小旻析的圓臉肉嘟嘟的,跑起來,一颠一颠,冷燦像看小動物一樣,覺得他好可愛,以至于在她心底,對盛旻析的印象非常友好。
但是今天,冷燦不明白,明明是個天性明朗的少年,怎麼在晚宴上的他那麼冷漠?像換了個人。

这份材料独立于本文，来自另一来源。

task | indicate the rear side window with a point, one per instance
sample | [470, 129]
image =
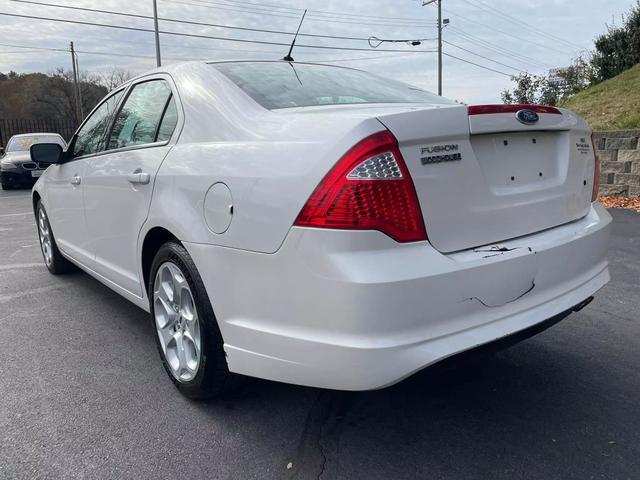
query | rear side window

冷燦真想将“光鑰”快進,好好看看小旻析到底經曆了什麼,才令他性情驟變。可“光鑰”技術不能快進,不能回放,因為它播放的是十五年前傅家老宅庭院的,實時傳播過來的畫面。
是穿越過來的圖像。
三年來,冷燦之所以能夠在傅氏如魚得水,靠的就是這台機器。她通過光鑰摸清了董事長傅瑾瑜的早年生活,把握住她的脾氣秉性,人際關系,绯聞秘密……讓傅瑾瑜對她百般依賴。
可如今,冷燦面對光鑰裡的小盛旻析,一籌莫展,畢竟孩子的生活太過單調,獲取不到有效信息,拿盛旻析沒有辦法。
突然一記鈴聲打破了冷燦的沉思。
“冷助理,你好。我是傅氏集團人事部部長…”
冷燦聽着電話,嘴角越翹越高:“好的,我明天會準時到盛總辦公室報道。”
挂斷電話,冷燦拍着大腿大笑兩聲,盯着光鑰裡的小旻析,對他說:“是不是我送的畫起作用了?你是不是又不舍得辭退我了?”

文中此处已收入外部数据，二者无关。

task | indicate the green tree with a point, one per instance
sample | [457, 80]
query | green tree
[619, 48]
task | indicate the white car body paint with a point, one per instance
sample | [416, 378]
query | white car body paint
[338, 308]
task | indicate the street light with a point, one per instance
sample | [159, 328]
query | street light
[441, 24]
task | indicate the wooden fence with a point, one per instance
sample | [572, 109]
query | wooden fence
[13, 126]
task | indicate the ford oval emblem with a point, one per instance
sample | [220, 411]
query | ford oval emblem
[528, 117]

小旻析回頭一笑,青澀稚嫩,笑容一直勾到臉頰,臉上的肉擠得眼睛又彎又細,冷燦一猜就是哥哥回來了。
果然,哥哥盛旻延走了過來,兩人來到草坪一角的畫闆前看着一米高的畫布。一株紅楓像被風吹活了一樣,在畫布之上飄然靈動。
冷燦十分得意地笑着,她賭這幅畫能引起盛旻析的興趣,她果然赢了,盛旻析真的撤回了辭退令。
這一晚她盯着小旻析看了很久,她想從小旻析身上找到與成年旻析的共通之處。但看不出,明明就是兩個人。
難道十五年真的會改變一個人的本質嗎?
當冷燦第二天來到總裁辦公室時,對盛旻析的嚴肅模樣還是不大适應。明明在視頻裡看他長大,此刻竟然徒有陌生。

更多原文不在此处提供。